Hizkiya’yı dinlemeyin.’ Çünkü Asur Kralı diyor ki, ‘Teslim olun, bana gelin. Böylece ben gelip sizi zeytinyağı ve bal ülkesi olan kendi ülkeniz gibi bir ülkeye –tahıl ve yeni şarap, ekmek ve üzüm dolu bir ülkeye– götürene kadar herkes kendi asmasından, kendi incir ağacından yiyecek, kendi sarnıcından içecek. Yaşamı seçin, ölümü değil. RAB bizi kurtaracak diyerek sizi aldatmaya çalışan Hizkiya’yı dinlemeyin.

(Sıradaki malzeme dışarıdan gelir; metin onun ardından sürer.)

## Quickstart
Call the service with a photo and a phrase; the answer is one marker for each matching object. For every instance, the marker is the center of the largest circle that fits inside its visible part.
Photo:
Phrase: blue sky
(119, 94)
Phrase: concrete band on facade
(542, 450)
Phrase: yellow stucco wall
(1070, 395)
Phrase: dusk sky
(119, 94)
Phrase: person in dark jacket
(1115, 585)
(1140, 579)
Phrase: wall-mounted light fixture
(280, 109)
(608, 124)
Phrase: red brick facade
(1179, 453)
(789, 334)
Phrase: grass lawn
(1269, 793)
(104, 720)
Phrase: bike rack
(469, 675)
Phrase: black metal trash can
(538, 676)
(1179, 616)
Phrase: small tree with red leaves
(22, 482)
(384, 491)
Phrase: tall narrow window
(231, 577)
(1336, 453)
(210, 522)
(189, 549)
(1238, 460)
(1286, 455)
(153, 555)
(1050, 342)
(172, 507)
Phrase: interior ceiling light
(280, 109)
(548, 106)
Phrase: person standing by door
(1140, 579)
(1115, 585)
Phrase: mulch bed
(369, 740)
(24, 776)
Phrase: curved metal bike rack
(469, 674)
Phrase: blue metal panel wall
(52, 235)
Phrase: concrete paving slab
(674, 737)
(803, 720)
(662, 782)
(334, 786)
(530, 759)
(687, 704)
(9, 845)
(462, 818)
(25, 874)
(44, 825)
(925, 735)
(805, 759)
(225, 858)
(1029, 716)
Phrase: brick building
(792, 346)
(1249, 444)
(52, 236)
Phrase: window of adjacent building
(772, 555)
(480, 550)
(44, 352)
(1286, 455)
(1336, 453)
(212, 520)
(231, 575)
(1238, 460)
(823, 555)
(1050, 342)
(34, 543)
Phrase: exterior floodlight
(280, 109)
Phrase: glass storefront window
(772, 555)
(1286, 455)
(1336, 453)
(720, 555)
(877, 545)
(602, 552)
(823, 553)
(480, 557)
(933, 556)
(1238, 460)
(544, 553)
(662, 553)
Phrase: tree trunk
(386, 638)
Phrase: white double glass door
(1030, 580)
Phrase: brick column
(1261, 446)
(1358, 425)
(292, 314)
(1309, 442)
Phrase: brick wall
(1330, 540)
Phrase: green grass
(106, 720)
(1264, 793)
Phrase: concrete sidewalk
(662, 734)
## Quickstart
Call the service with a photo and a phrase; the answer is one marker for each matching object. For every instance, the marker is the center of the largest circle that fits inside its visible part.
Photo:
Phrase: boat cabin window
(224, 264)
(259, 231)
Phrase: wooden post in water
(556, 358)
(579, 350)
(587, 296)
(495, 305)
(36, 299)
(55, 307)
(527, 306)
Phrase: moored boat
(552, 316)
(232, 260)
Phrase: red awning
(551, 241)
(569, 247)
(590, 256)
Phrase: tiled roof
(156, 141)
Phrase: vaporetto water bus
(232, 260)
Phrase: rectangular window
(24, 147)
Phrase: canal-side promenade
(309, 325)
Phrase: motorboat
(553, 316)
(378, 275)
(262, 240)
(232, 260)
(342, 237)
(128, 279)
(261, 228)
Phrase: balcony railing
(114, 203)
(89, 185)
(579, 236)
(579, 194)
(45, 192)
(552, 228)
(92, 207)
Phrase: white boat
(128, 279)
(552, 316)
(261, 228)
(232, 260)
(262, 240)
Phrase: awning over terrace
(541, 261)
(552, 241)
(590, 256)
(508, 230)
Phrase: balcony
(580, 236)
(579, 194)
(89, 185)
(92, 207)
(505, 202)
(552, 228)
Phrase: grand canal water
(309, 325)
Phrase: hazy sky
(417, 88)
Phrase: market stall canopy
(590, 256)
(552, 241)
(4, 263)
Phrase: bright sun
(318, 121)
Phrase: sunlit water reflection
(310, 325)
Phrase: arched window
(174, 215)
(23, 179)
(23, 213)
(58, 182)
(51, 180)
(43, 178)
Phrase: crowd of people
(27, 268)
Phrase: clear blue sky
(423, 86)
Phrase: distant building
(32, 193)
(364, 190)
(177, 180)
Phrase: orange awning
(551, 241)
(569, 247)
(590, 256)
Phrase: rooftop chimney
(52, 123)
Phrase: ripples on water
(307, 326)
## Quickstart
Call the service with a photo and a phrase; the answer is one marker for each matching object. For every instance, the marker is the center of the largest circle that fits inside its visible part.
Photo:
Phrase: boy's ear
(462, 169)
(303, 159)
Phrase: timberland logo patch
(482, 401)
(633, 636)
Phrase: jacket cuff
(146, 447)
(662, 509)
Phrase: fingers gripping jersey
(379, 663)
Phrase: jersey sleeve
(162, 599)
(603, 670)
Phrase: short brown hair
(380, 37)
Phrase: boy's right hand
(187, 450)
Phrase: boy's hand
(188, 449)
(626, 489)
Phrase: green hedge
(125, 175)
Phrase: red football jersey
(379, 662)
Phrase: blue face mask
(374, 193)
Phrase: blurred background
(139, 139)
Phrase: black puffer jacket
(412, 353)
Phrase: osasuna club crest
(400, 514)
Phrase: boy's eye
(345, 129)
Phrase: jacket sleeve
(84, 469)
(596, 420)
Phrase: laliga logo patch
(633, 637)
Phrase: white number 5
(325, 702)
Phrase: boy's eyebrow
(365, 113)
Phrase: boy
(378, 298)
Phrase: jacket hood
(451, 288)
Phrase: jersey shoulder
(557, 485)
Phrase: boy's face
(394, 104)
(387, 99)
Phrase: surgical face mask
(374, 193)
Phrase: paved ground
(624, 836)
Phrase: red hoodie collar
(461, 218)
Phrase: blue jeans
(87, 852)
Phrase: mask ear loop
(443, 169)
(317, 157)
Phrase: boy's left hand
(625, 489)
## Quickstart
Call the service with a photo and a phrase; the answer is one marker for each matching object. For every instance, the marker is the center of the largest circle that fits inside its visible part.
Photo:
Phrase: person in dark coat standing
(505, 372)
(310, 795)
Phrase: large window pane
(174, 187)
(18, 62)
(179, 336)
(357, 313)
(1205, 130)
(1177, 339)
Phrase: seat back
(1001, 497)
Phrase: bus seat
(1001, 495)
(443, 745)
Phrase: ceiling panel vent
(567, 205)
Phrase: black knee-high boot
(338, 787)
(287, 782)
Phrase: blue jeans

Les dieux des nations ont-ils délivré chacun son pays de la main du roi d'Assyrie?
Ulusların ilahları ülkelerini Asur Kralı’nın elinden kurtarabildi mi?
Où sont les dieux de Hamath et d'Arpad? Où sont les dieux de Sepharvaïm, d'Héna et d'Ivva? Ont-ils délivré Samarie de ma main?
Hani nerede Hama’nın, Arpat’ın ilahları? Sefarvayim’in, Hena ve İvva’nın ilahları nerede? Samiriye’yi elimden kurtarabildiler mi?
Parmi tous les dieux de ces pays, quels sont ceux qui ont délivré leur pays de ma main, pour que l'Eternel délivre Jérusalem de ma main?
Bütün ülkelerin ilahlarından hangisi ülkesini elimden kurtardı ki, RAB Yeruşalim’i elimden kurtarabilsin?’ ”
Le peuple se tut, et ne lui répondit pas un mot; car le roi avait donné cet ordre: Vous ne lui répondrez pas.
Halk sustu, komutana tek sözle bile karşılık veren olmadı. Çünkü Kral Hizkiya, “Karşılık vermeyin” diye buyurmuştu.
Et Eliakim, fils de Hilkija, chef de la maison du roi, Schebna, le secrétaire, et Joach, fils d'Asaph, l'archiviste, vinrent auprès d'Ezéchias, les vêtements déchirés, et lui rapportèrent les paroles de Rabschaké.
Sonra saray sorumlusu Hilkiya oğlu Elyakim, Yazman Şevna ve devlet tarihçisi Asaf oğlu Yoah giysilerini yırttılar ve gidip komutanın söylediklerini Hizkiya’ya bildirdiler.